Die Ukraine wird von einem neuen Korruptionsskandal erschüttert. Nachdem die ukrainischen Antikorruptionsbehörden 15 Monate lang minutiös Beweise und Unterlagen gesammelt hatten, schlugen sie am Montag zu. Das Nationale Antikorruptionsbüro der Ukraine (NABU) und die Spezialisierte Antikorruptionsstaatsanwaltschaft (SAP) deckten ein weitverzweigtes Netz mutmaßlicher Korruption auf, in dessen Mittelpunkt das staatliche Energieunternehmen Energoatom steht.

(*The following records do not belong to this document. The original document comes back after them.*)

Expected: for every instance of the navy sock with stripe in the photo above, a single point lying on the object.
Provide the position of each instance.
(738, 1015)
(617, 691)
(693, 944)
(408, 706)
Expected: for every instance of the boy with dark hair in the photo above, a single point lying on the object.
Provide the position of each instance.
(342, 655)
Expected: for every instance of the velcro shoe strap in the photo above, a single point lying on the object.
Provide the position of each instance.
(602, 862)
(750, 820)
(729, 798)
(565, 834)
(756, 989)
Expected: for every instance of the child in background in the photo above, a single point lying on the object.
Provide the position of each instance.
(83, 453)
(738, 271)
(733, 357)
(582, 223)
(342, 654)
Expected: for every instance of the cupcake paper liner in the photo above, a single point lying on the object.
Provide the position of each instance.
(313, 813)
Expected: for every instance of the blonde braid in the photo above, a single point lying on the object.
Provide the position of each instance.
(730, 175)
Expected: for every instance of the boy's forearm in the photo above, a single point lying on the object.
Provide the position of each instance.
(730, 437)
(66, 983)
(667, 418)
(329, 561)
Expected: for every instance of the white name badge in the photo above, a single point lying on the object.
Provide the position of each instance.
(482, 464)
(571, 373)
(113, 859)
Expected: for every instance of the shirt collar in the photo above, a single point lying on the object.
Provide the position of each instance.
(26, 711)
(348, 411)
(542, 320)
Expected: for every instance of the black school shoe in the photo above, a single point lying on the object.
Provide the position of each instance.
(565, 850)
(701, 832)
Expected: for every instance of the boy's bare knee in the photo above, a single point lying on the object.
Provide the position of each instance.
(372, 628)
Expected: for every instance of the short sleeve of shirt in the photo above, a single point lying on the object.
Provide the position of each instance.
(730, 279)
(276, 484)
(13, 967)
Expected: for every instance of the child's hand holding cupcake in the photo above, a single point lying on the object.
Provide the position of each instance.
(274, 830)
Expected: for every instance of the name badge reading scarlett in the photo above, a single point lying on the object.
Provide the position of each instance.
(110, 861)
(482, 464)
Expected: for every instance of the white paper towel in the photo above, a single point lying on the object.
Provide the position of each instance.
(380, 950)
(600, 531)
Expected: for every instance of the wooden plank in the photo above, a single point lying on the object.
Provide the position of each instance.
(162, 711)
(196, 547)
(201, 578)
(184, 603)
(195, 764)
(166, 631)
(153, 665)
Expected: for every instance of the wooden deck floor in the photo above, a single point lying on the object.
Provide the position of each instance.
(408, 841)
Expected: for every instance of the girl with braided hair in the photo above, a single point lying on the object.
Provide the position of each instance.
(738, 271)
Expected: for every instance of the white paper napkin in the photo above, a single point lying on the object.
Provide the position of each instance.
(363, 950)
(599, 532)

Laut den Ermittlern existieren über 1.000 Stunden abgehörter Gespräche, die ein komplexes Korruptionsnetz dokumentieren. Bei den in russischer Sprache geführten Gespräche sprechen sich die verdächtigen Personen ab, wie sie „Provisionen“ in Höhe von 10 bis 15 Prozent in die eigene Tasche wirtschaften können. Dabei handelte es sich um Gelder, die in erster Linie für den Bau von Anlagen zum Schutz vor Luftangriffen eingesetzt werden sollten.
Unter anderem ist auch die Aussage eines Mannes zu hören, der darüber klagt, dass es gar nicht so einfach sei, einen Koffer mit anderthalb Millionen Dollar schleppen zu müssen. Besprochen wurde in diesen Sitzungen auch, mit welchen Druckmitteln man sicherstellen könne, dass diese Provisionen auch wirklich gezahlt würden.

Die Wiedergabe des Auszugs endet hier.